🤖 AI Summary
Conventional random forests employ bootstrap sampling rates (BR) ≤ 1.0, yet the impact of BR > 1.0 remains underexplored. Method: We systematically investigate BR ∈ [1.2, 5.0] across 36 diverse benchmark datasets, employing rigorous statistical significance tests and tree-structure analysis. Contribution/Results: We provide the first empirical evidence that BR > 1.0 significantly improves classification accuracy—outperforming standard BR = 1.0 on most datasets. Crucially, we find that optimal BR is primarily determined by intrinsic dataset characteristics—not model hyperparameters—enabling us to train a data-feature-based binary classifier that predicts high-gain BR intervals with 81.88%–88.81% accuracy.
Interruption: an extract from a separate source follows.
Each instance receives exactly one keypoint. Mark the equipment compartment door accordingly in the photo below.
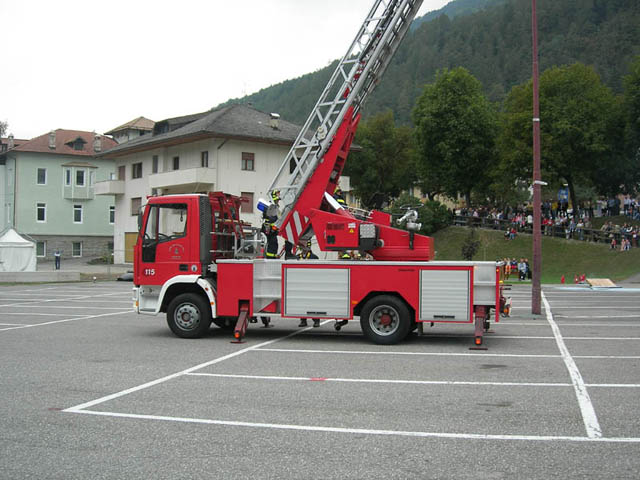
(316, 292)
(445, 295)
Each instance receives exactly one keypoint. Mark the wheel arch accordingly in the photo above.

This work reveals the positive role of controlled oversampling in enhancing ensemble generalization and introduces the first generalizable, data-driven strategy for adaptive BR selection, substantially improving random forest robustness and applicability.
📝 Abstract
Random forests utilize bootstrap sampling to create an individual training set for each component tree. This involves sampling with replacement, with the number of instances equal to the size of the original training set ($N$). Research literature indicates that drawing fewer than $N$ observations can also yield satisfactory results. The ratio of the number of observations in each bootstrap sample to the total number of training instances is called the bootstrap rate (BR). Sampling more than $N$ observations (BR $>$ 1) has been explored in the literature only to a limited extent and has generally proven ineffective. In this paper, we re-examine this approach using 36 diverse datasets and consider BR values ranging from 1.2 to 5.0. Contrary to previous findings, we show that such parameterization can result in statistically significant improvements in classification accuracy compared to standard settings (BR $leq$ 1). Furthermore, we investigate what the optimal BR depends on and conclude that it is more a property of the dataset than a dependence on the random forest hyperparameters. Finally, we develop a binary classifier to predict whether the optimal BR is $leq$ 1 or $>$ 1 for a given dataset, achieving between 81.88% and 88.81% accuracy, depending on the experiment configuration.